Nelson Piquet Jnr was born in 1985, two years before his father’s third and final srivers’ championship success. By 1993 the eight-year-old Piquet Jnr had started racing karts.
After eight years of karting in Brazil he stepped up to racing cars in 2001. He started at the fifth round of the 2001 South American Formula 3 championship, and despite only doing seven of the 11 rounds he placed fifth in the championship with one win and 77 points. He returned in 2002 and clinched the title in style, with 13 wins from 18 races and 296 points to second-placed Danilo Dirani’s 189.
The time had come for him to pursue his career in Europe and, like his father, he moved to the British Formula Three championship. In the Piquet Sports team backed by his father he finished his first year in the championship third with six wins, behind Alan van der Merwe and Jamie Green. Nonetheless he impressed the Williams team, who gave him his first F1 test.
He returned the following year hot favourite to claim the title and duly delivered it with another six wins, making him the series’ youngest ever champion. But success in the major F3 races against European competition eluded him. He was tenth and Macau and eighth in the F3 Masters, having been second in the latter in 2003. Piquet Jnr had another F1 test – this time for Honda – before the start of the 2005 season.
GP2
He was clearly ready for the next step and entered the inaugural GP2 championship still with Piquet Sports (which had now merged with Hitech) in 2005. He ended the year eighth with a single win at Spa-Francorchamps. Ater the GP2 season he became the first ever winner in A1 Grand Prix, claiming back-to-back wins for the Brazilian team at Brands Hatch. But after that impressive start the team slipped down the order. Piquet never won another race, and left the squad after the South African round.
GP2 was the focus of his efforts in 2006 and he got his title bid off to a strong start with victory in the Valencia round. But rookie driver Lewis Hamilton driving for 2005 champions ART chased him down and took the lead in the title race at Monte-Carlo. The pair went wheel-to-wheel at Silverstone, Piquet Jnr flying off the track as Hamilton swept past him and Clivio Piccione in an impressive move.
But Piquet Jnr fought back in style with back-to-back wins at the Hungaroring. Hamilton out-ran him to the title by 12 points, but Piquet’s four wins marked him out as one of the year’s top drivers.
Renault
Renault appointed him as their F1 test driver for 2007. He reportedly turned down the chance to drive for Spyker halfway through 2007 when the Dutch team replaced Christijan Albers.
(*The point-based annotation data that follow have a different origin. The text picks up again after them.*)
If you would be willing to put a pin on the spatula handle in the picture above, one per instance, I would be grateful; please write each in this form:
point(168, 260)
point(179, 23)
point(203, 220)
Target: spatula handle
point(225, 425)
As it turned out a better offer was around the corner – Renault chose to replace Giancarlo Fisichella and Heikki Kovalainen for 2007, and installed Piquet alongside returning twice-champion Fernando Alonso for 2008.
Piquet’s F1 debut was a mixed affair at best. There were a lot of errors – he had more race-ending non-mechanical failures than anyone else. But when the opportunity presented itself Piquet proved he could be cool-headed and quick – he took second at Hockenheim largely thanks to the timing of the safety car’s arrival, but he didn’t throw the car off the track on a day when his illustrious team mate did.
Despite the mistakes and the occasional lack of qualifying pace Renault kept him on board for 2009, provoking debates about whether Piquet was being kept because they saw potential in him, or because he was too slow to unsettle Alonso.
Whatever their reasoning was, halfway through 2009 Renault chose to drop Piquet, setting in motion a chain of events which would bring the team before the sport’s governing body accused of a grave act of cheating.
Piquet told the FIA he had colluded with Pay Symonds and Flavio Briatore to crash his car on lap 14 of the Singapore Grand Prix. That brought out the safety car which played into Alonso’s hands perfectly: he had started the race with a light fuel load and pitted shortly before Piquet’s planned crash. The ensuing safety car period gave Alonso the lead and won him the race.
A storm blew up over the allegations and when Renault discovered they were true Briatore and Symonds were shown the door. The FIA banned Briatore from motorsport for life, and Symonds for five years.
Piquet was granted immunity from punishment by the FIA for blowing the whistle on the conspiracy, but he has not returned to Formula One. He subsequently raced in America, joined the new Formula E championship and won the inaugural title, and in 2016 announced a return to Formula Three for the Pau Grand Prix.